What Machine Learning Practitioners Actually Do, by Rachel Thomas, fast.ai

Dealing with messy and inconsistent data is necessary

By Rachel Thomas, founder, fast.ai and Asst. Professor, Data Institute, University of San Francisco

There are frequent media headlines about both the scarcity of machine learning talent and about the promises of companies claiming their products automate machine learning and eliminate the need for ML expertise altogether. In his recent keynote at the TensorFlow DevSummit, Google’s head of AI Jeff Dean estimated that there are tens of millions of organizations that have electronic data that could be used for machine learning but lack the necessary expertise and skills. I follow these issues closely since my work at fast.ai focuses on enabling more people to use machine learning and on making it easier to use.

Rachel Thomas, founder, fast.ai

In thinking about how we can automate some of the work of machine learning, as well as how to make it more accessible to people with a wider variety of backgrounds, it’s first necessary to ask, what is it that machine learning practitioners do? Any solution to the shortage of machine learning expertise requires answering this question: whether it’s so we know what skills to teach, what tools to build, or what processes to automate.

This post is the first in a 3-part series.
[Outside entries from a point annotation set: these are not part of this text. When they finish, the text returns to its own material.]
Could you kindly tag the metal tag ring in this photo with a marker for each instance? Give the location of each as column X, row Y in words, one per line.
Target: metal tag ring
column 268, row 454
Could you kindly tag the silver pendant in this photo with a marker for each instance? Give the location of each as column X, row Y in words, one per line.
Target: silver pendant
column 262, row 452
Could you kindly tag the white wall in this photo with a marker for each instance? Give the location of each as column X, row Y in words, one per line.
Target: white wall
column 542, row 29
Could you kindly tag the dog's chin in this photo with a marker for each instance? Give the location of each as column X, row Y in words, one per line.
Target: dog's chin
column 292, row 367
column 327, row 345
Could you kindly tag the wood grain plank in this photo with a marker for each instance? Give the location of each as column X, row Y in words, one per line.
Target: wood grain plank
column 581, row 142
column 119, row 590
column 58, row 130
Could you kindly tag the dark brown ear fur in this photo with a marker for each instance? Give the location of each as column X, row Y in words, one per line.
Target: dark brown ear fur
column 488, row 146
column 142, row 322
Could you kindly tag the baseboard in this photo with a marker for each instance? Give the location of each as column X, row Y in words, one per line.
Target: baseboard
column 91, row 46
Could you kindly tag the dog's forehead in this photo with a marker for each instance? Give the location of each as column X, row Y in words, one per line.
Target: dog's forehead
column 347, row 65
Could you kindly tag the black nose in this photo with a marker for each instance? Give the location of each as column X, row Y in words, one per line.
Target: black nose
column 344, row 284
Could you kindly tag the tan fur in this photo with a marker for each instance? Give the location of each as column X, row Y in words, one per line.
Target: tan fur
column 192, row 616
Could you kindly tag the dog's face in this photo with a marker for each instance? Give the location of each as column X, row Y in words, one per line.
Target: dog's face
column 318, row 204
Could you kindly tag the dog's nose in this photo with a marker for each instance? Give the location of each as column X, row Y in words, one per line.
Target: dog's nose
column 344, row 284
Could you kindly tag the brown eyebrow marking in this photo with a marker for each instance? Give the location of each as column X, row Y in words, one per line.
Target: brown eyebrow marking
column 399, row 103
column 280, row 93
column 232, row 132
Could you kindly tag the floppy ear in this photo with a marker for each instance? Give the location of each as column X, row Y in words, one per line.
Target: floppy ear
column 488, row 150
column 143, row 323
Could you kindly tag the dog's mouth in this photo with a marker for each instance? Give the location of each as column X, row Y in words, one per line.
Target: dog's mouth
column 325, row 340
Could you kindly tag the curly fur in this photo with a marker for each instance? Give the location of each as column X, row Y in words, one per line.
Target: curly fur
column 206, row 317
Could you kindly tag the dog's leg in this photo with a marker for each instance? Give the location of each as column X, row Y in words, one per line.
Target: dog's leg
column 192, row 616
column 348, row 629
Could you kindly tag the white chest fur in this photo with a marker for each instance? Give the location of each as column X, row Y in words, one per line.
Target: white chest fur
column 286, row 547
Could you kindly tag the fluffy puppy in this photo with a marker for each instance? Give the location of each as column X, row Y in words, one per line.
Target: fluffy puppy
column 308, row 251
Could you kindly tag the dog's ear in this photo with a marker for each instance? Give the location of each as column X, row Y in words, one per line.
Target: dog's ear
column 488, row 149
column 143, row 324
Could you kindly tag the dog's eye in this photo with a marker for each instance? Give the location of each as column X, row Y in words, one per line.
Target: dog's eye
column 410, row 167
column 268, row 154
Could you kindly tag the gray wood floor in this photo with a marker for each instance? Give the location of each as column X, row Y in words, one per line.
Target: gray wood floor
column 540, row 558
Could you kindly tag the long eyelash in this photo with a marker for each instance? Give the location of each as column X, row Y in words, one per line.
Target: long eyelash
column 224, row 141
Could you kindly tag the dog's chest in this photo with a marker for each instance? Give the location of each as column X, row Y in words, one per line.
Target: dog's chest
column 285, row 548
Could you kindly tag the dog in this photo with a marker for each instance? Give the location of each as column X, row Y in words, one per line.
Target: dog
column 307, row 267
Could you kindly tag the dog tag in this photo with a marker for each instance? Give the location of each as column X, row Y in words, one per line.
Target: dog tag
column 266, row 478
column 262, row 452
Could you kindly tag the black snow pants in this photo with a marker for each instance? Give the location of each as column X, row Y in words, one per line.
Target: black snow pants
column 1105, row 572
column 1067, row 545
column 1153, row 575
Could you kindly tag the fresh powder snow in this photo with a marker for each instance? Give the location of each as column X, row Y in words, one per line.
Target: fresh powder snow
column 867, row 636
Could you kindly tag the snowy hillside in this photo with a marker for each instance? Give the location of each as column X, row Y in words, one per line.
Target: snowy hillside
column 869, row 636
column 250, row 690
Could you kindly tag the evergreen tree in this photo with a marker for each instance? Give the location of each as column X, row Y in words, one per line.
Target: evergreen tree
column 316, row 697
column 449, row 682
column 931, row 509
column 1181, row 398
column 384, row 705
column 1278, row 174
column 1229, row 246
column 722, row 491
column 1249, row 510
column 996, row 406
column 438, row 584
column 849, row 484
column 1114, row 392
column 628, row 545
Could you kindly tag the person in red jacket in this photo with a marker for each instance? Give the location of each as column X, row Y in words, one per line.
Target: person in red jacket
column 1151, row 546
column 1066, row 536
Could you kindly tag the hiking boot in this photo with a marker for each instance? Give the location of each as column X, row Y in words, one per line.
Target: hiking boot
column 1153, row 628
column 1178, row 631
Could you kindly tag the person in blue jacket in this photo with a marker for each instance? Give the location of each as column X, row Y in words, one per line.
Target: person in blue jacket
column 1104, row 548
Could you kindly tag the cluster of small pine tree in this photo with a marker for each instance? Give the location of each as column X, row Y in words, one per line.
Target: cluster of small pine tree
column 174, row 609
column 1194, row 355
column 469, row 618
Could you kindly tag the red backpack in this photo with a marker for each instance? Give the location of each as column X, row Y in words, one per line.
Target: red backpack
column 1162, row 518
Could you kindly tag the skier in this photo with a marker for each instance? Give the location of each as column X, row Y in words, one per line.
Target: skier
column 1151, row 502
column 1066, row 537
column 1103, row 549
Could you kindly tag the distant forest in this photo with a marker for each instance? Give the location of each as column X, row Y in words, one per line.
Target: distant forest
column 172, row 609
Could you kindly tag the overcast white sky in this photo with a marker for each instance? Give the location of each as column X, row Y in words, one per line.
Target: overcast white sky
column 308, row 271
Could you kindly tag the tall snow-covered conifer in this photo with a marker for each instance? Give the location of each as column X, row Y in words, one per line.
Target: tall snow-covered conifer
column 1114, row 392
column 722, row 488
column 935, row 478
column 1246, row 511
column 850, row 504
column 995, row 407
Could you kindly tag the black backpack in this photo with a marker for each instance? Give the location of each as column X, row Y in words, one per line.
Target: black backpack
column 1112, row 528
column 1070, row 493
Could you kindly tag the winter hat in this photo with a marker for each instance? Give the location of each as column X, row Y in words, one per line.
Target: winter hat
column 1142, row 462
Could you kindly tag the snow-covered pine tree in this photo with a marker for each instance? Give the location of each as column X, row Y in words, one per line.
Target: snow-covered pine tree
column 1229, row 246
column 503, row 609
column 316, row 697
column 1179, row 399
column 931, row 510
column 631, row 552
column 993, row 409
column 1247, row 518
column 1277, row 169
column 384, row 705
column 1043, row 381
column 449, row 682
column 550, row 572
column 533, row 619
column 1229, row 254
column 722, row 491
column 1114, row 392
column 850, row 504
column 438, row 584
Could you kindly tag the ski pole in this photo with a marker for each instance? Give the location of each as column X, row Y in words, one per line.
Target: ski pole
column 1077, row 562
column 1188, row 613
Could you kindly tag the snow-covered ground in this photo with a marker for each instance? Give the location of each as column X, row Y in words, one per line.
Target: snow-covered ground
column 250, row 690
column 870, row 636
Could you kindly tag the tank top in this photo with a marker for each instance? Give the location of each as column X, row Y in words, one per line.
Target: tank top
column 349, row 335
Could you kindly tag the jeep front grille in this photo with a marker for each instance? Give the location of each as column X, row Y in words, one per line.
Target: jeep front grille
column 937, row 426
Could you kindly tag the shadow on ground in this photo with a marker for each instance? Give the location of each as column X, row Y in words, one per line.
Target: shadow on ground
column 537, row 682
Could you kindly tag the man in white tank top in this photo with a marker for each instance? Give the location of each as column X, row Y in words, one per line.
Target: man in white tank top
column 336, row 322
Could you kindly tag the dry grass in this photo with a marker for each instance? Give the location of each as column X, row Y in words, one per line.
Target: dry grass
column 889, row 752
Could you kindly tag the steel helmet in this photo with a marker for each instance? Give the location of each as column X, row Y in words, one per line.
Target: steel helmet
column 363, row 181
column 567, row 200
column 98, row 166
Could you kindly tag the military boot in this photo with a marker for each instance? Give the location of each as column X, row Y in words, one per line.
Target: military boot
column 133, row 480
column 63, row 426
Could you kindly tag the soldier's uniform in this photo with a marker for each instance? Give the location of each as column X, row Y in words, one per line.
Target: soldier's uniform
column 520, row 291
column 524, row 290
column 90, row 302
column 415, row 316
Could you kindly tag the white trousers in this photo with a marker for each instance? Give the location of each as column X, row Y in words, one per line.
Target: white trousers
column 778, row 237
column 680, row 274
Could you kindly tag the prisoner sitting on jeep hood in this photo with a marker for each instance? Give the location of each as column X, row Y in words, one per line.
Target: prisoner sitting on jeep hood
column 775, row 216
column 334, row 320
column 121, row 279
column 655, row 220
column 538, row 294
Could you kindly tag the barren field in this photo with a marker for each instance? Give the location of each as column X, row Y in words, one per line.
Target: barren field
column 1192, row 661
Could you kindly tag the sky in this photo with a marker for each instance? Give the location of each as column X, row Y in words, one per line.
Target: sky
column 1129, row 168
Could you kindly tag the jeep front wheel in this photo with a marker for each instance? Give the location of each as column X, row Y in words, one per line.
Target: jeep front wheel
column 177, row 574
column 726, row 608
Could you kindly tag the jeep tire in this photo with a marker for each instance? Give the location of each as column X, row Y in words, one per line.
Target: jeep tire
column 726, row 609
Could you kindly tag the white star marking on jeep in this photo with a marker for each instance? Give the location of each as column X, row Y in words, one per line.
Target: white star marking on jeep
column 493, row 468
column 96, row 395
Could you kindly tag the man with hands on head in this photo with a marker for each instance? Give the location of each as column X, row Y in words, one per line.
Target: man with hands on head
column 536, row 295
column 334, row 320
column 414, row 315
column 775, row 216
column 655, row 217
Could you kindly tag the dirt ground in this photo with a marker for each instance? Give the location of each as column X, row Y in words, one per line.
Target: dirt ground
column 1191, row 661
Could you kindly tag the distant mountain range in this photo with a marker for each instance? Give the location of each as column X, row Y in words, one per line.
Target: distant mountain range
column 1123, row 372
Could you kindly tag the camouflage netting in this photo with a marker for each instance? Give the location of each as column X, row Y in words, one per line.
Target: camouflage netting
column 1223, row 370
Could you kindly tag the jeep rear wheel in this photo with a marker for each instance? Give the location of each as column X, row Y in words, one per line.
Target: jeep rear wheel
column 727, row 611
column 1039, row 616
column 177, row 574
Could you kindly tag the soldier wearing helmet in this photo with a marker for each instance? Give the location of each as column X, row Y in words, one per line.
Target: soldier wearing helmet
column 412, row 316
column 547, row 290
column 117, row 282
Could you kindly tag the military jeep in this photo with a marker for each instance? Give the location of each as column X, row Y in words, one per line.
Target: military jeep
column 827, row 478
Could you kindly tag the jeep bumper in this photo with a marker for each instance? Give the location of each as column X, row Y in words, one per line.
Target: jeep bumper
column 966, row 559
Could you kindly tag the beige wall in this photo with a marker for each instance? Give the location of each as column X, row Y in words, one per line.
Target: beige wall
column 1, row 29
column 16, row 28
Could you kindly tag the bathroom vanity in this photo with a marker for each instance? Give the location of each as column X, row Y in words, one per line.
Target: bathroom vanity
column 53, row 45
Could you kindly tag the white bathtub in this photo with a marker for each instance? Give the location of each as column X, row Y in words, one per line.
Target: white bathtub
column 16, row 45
It will address what it is that machine learning practitioners do, with Part 2 explaining AutoML and neural architecture search (which several high profile figures have suggested will be key to decreasing the need for data scientists) and Part 3 will cover Google’s heavily-hyped AutoML product in particular.

Building Data Products is Complex Work

While many academic machine learning sources focus almost exclusively on predictive modeling, that is just one piece of what machine learning practitioners do in the wild. The processes of appropriately framing a business problem, collecting and cleaning the data, building the model, implementing the result, and then monitoring for changes are interconnected in many ways that often make it hard to silo off just a single piece (without at least being aware of what the other pieces entail). As Jeremy Howard et al. wrote in Designing Great Data Products, Great predictive modeling is an important part of the solution, but it no longer stands on its own; as products become more sophisticated, it disappears into the plumbing.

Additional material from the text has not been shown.